VuReact's recommended approach is not to "translate" the entire Vue project into React at once, but to first establish a stable closed loop, then gradually expand scope by page, directory, or business module. This method is better suited for real-world projects and more conducive to team collaboration.
graph LR
A[Select Pilot Module] --> B[Fix Compilation Warnings]
B --> C[Verify Main Flow]
C --> D[Expand to Adjacent Modules]
D --> E[Establish Team Workflow]The value of gradual migration is主要体现在:
- Risk is partitioned by module rather than concentrated in a single event
- Each step can define acceptance criteria and rollback plans
- Compilation warnings, fix patterns, and success stories can progressively become team standards
- Vue source code can remain the primary maintenance target, while React output serves as the compilation result for verification
This is also why VuReact is more suitable for integration into engineering workflows, rather than being used as a one-time code processing tool.
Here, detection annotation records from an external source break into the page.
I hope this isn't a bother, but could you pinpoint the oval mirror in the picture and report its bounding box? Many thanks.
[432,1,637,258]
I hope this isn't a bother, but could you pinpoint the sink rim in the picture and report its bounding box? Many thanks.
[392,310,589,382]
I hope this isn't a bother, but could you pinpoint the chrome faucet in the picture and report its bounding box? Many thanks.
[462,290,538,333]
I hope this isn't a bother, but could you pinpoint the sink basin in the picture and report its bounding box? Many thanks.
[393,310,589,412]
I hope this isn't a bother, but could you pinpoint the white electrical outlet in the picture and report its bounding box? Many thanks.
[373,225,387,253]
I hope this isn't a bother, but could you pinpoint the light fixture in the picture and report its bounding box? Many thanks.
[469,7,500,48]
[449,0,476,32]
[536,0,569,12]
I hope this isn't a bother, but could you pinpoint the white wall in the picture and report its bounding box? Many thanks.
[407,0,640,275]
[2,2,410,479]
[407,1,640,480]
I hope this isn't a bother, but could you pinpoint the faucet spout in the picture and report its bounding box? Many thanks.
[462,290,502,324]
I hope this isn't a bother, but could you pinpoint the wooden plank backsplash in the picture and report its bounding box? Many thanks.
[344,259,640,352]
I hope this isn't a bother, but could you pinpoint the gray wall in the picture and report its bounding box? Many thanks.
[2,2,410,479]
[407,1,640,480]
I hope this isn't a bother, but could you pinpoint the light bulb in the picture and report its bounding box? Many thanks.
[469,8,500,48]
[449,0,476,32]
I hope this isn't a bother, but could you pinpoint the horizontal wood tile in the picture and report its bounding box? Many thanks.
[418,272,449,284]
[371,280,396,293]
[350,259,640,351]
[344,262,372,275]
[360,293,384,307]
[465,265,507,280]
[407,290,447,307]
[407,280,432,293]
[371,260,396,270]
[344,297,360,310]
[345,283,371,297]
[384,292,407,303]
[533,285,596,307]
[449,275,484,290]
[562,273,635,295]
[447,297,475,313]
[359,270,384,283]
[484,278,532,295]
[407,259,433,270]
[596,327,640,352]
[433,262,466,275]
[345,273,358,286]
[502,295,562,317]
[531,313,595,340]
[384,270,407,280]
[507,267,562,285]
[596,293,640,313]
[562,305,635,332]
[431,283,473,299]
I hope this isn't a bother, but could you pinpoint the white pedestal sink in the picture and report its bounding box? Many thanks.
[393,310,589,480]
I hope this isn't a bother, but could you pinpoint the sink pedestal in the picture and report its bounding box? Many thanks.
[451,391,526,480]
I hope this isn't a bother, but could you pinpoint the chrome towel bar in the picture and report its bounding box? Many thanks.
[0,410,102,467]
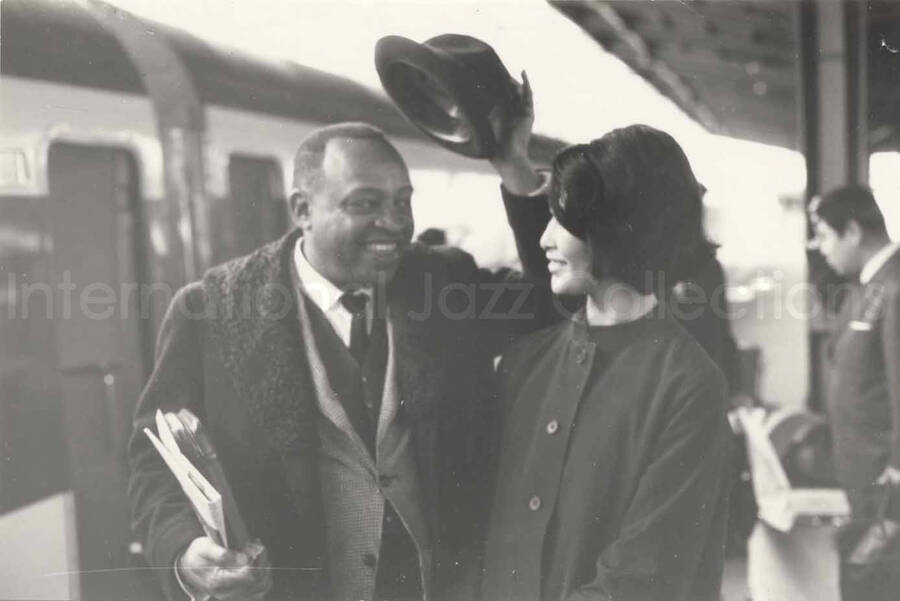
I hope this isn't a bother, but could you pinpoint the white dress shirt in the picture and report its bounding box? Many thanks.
[859,242,900,284]
[294,238,374,347]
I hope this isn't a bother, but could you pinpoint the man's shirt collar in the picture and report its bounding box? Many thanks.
[294,237,372,315]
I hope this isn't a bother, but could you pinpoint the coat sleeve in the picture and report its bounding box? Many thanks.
[881,282,900,469]
[568,371,730,601]
[128,284,204,600]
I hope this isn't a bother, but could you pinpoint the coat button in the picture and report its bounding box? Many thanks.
[575,346,587,365]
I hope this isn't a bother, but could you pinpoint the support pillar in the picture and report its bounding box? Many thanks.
[797,0,869,410]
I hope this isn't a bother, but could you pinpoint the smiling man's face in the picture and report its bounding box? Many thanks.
[297,138,413,288]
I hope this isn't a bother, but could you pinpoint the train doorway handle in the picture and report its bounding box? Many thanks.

6. What These Principles Mean
When taken together, the above principles clarify VuReact's positioning:
- It focuses on software engineering controllability, not just the speed of syntactic rewriting
- It emphasizes semantic reconstruction, not just surface-level code mapping
- It provides a verifiable migration path, not just a one-time transformation result
Therefore, VuReact's value is first and foremost reflected at the engineering level: helping teams establish stable boundaries, define clear rules, control risks, and continuously produce maintainable React code during cross-framework evolution.